= Dave Emory =

American talk radio host

David Emory (born 1949) is an American talk radio host and conspiracy theorist, born in New York City, based in the San Francisco Bay Area. Self-described "anti-fascist researcher", he is known for his radio show which purports to uncover neo-fascism and neo-Nazism; among his more notable claims is that the Bush family was connected to the Third Reich.

==Weekly radio programs==
Dave Emory, since the 1980s, has produced, written and hosted several radio programs: The Guns of November, Miscellaneous Archive Shows, One Step Beyond and Anti-Fascist Archives (formerly Radio Free America). In 1983, Emory and "Nip Tuck" (AKA Tad Williams) created The Guns of November, a four-part four-hour-long-segments series on the Kennedy assassination for Foothill College's radio station, KFJC, in Los Altos Hills, California. Emory became co-host of KFJC's One Step Beyond which started in 1979 and was a multi-hour Sunday night phone-in show hosted by Nip Tuck focused on political topics emphasising "Nazi spies, CIA mind control experiments and mercenaries, among others." In the 2000s, Emory's For the Record series has aired every Monday on KKUP-FM, Cupertino, California, Wednesday on WFMU in Jersey City, in the early a.m. hours Thursday on KPFK in Los Angeles, Thursdays and Fridays on KFJC, and Fridays on WCBN-FM in Ann Arbor. Descriptions and summaries of For the Record programs are archived and maintained by SpitfireList.com. Audio archives are maintained by WFMU.

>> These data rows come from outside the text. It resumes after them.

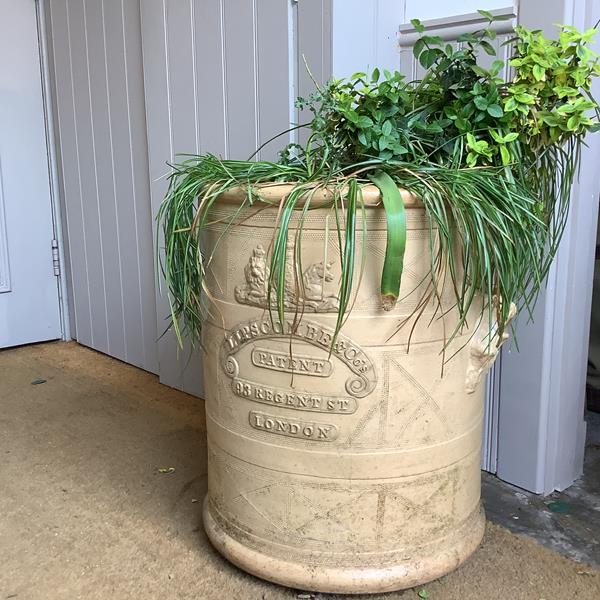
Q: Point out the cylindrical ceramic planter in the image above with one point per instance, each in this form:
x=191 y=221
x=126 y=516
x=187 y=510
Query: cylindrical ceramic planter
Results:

Recent programs consist of two 30-minute monologues or telephone interviews on one or more topics, including fascism, corporatism, genocide, the Cold War, Fifth column movements and international banking scandals. Recurring topics also include the Kennedy assassination and its alleged relations to the FBI, George H. W. Bush, Richard Nixon and the Watergate scandal, German-controlled industry and banking, the Muslim Brotherhood, the O. J. Simpson murder case, 9/11, the Bush family and its business connections to the Osama Bin Laden family and the Third Reich (through Senator Prescott Bush), the P-2 Lodge, disinformation, mind control and cults. Interview guests include writer Kevin Coogan, author John Loftus, author Sterling Seagrave, freelance journalist and 2004 presidential candidate John Buchanan, and investigative journalists Lucy Komisar and Robert Parry.

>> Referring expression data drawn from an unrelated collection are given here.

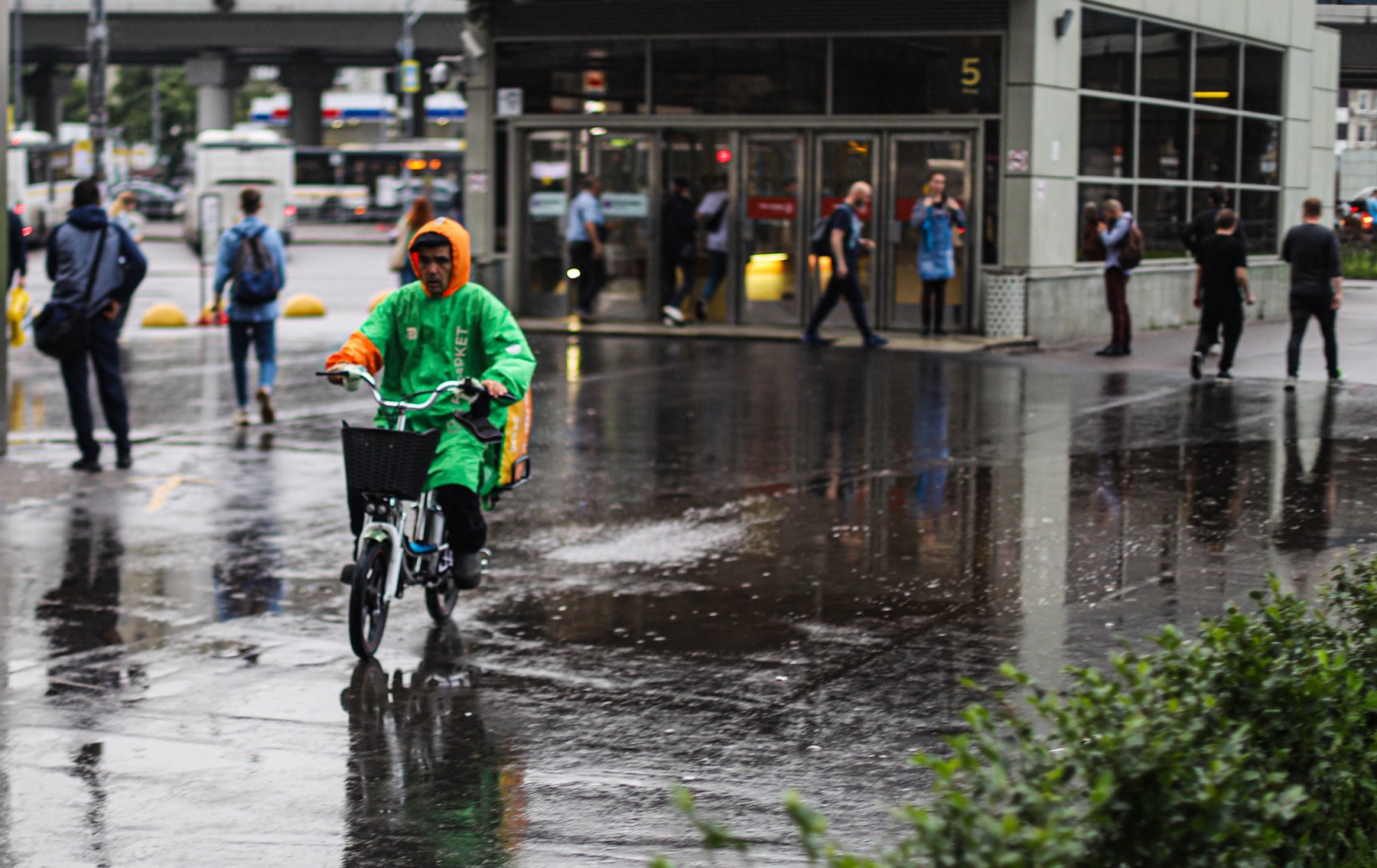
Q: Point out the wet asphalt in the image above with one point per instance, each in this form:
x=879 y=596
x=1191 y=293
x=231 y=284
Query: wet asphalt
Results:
x=745 y=567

=="The Underground Reich"==
Emory frequently propounds the existence of an "Underground Reich" as a central feature of his broader theses. He argues this entity maintains the long-term interests of German-based multinational conglomerates, and includes heavy industry, chemicals, communications, as well as international shipping, banking and financial interests. Emory contends that the many units which make up the "Underground Reich", having survived World War II, persist and flourish as major components of the current global capital elite.

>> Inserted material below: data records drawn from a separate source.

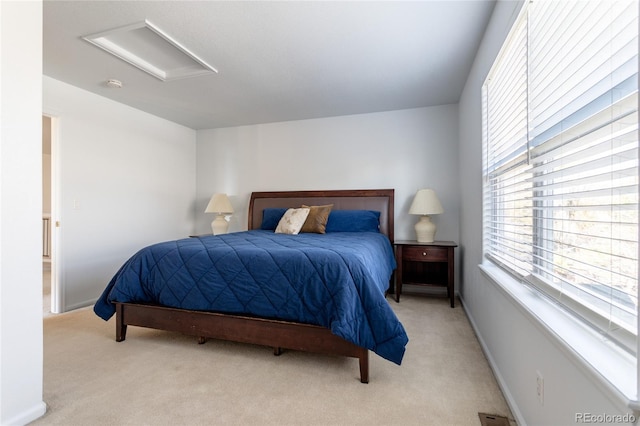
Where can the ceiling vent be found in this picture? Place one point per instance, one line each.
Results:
(152, 50)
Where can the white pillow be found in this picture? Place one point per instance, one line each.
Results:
(292, 221)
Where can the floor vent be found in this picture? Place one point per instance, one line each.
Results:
(493, 420)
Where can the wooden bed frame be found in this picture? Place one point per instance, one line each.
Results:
(260, 331)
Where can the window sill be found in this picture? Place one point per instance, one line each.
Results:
(612, 367)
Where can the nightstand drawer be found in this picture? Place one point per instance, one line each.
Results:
(425, 254)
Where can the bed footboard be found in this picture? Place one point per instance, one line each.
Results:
(259, 331)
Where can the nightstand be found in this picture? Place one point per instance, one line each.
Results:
(429, 264)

Boris Kachka of New York Magazine wrote, "According to Dave Emory’s radio programs, nearly every figure in world politics is a tendril of the 'Underground Reich', a network including Hitler's personal secretary". Kachka agrees there were obvious connections between the Nazi regime and major international companies in the time around World War II, "but Emory’s present-day analysis is a little more paranoid, even for the age of WikiLeaks".